The notion of duty, which the categorical imperative represents as a vague a priori law implanted in the human mind—a kind of moral instinct—can, as a matter of fact, be traced to a long series of phyletic modifications of the phronema of the cortex. Duty is a social sense that has been evolved a posteriori as a result of the complicated relations of the egoism of individuals and the altruism of the community. The sense of duty, or conscience, is the amenability of the will to the feeling of obligation, which varies very considerably in individuals.

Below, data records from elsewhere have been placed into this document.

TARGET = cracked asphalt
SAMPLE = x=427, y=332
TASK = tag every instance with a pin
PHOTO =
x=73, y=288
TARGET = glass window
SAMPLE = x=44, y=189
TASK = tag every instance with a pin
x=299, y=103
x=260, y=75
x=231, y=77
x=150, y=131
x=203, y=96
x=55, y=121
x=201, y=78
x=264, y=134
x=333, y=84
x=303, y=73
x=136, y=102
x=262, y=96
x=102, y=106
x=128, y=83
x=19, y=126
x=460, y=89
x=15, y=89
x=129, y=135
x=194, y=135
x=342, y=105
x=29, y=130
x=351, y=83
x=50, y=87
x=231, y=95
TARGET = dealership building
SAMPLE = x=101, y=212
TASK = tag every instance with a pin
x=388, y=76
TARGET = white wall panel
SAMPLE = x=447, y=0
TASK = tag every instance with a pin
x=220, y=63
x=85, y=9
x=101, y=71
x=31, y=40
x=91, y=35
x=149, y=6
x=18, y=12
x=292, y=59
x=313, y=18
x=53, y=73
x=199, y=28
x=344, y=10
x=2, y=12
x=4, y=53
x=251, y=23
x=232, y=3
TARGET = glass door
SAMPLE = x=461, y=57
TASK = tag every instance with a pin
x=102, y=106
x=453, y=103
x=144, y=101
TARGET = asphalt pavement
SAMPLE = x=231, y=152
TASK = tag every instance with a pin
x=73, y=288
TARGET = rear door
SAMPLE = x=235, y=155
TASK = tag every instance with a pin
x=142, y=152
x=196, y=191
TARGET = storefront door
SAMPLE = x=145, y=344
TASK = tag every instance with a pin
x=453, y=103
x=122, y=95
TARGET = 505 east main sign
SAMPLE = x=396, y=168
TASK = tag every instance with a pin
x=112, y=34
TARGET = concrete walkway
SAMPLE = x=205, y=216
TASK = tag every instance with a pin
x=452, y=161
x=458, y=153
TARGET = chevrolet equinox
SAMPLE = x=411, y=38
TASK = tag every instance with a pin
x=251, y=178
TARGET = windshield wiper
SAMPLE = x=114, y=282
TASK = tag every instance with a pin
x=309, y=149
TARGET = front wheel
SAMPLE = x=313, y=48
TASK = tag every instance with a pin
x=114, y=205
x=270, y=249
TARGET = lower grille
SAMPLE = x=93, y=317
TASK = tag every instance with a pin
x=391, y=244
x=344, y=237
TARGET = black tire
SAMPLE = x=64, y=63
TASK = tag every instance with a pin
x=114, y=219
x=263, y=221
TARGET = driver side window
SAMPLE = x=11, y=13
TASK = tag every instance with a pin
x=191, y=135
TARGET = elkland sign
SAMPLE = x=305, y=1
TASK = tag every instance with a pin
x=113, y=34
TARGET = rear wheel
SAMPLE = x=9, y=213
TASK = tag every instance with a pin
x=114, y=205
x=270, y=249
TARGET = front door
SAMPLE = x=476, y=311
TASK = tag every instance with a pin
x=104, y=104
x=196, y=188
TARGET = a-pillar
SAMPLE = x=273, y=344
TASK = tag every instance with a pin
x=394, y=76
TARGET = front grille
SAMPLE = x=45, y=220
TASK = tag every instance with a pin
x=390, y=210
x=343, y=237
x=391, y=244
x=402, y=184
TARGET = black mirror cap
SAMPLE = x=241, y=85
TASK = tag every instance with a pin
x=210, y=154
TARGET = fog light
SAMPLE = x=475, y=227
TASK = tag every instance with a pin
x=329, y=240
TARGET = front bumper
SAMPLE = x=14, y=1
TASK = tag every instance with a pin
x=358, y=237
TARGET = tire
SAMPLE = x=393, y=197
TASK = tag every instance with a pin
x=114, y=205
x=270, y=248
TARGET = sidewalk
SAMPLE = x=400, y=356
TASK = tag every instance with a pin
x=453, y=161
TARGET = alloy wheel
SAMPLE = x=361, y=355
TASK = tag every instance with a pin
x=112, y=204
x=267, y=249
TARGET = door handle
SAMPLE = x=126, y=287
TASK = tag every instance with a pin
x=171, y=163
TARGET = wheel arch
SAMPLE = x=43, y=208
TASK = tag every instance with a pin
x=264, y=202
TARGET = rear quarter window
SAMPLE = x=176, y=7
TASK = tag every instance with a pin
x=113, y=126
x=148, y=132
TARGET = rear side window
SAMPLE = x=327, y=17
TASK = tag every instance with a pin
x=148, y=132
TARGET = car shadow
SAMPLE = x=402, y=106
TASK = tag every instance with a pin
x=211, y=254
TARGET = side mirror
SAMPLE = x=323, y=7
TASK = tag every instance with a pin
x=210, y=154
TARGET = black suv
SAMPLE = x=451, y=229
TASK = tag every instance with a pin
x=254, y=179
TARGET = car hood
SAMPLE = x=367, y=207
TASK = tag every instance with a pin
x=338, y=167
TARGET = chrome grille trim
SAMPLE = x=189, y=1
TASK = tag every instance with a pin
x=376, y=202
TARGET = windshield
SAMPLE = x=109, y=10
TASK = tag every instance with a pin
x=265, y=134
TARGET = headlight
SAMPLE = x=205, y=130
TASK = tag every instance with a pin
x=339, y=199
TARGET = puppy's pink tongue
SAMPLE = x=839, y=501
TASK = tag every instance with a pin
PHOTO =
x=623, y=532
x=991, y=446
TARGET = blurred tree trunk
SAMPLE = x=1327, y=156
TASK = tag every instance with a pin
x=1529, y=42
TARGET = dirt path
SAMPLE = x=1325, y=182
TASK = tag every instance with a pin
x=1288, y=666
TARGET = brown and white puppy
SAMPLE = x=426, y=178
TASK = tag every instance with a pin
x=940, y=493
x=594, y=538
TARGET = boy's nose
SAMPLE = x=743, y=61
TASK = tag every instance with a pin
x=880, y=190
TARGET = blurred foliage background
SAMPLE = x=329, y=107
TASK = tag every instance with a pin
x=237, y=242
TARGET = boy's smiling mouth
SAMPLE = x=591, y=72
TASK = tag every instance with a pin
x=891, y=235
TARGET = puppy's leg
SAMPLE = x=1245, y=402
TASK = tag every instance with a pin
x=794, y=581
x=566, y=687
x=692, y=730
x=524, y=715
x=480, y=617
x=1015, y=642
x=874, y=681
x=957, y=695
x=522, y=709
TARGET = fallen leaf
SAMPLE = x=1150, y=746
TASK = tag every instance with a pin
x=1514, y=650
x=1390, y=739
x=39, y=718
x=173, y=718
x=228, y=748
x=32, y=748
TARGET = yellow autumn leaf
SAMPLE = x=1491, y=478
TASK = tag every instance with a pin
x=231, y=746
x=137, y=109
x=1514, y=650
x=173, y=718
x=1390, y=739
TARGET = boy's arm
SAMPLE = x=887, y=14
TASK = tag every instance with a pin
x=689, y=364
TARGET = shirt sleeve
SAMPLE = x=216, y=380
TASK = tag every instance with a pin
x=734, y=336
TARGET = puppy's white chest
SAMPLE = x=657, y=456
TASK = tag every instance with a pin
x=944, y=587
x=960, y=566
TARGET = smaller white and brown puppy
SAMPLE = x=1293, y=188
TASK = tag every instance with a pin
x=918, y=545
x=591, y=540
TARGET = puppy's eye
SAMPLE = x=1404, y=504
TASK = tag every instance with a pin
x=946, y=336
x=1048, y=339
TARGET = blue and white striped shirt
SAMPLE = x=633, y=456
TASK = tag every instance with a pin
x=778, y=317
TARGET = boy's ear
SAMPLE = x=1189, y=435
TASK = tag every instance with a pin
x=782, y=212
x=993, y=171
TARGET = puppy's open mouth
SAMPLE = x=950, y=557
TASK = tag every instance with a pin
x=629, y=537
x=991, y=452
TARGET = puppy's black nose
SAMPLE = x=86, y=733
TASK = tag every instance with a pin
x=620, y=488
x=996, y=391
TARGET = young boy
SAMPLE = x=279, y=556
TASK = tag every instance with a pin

A scientific study of the moral law, on the basis of physiology, evolution, ethnography, and history, teaches us that its precepts rest on biological grounds, and have been developed in a natural way. The whole of our modern morality and social and juridical order have evolved in the course of the nineteenth century out of the earlier and lower conditions which we now generally regard as things of the past. The social morality of the eighteenth century proceeded, in its turn, from that of the seventeenth and sixteenth centuries, and still further from that of the Middle Ages, with its despotism, fanaticism, Inquisition, and witch trials. It is equally clear from modern ethnography and the comparative psychology of races that the morality of barbarous races has been evolved gradually from the lower social rules of savage tribes, and that these differ only in degree, not in kind, from the instincts of the apes and other social vertebrates. The comparative psychology of the vertebrates shows, further, that the social instincts of the mammals and birds have arisen from the lower stages of the reptiles and amphibia, and these in turn from those of the fishes and the lowest vertebrates. Finally, the phylogeny of the vertebrates proves that this highly developed stem has advanced through a long series of invertebrate ancestors (chordonia, vermalia, gastræada) from the protists by a process of gradual modification. We find, even among these unicellulars (first protophyta, then protozoa), the important principle which lies at the base of morality, association, or the formation of communities. The adaptation of the united cell-individuals to each other and to the common environment is the physiological foundation of the first traces of morality among the protists. All the unicellulars that abandon their isolated eremitic lives, and unite to form communities, are compelled to restrict their natural egoism, and make concessions to altruism in the common interest. Even in the globular cœnobia of volvox and magosphæra the special form and movement and mode of reproduction are determined by the compromise between the egoistic instincts of the individual cells and the altruistic need of the community.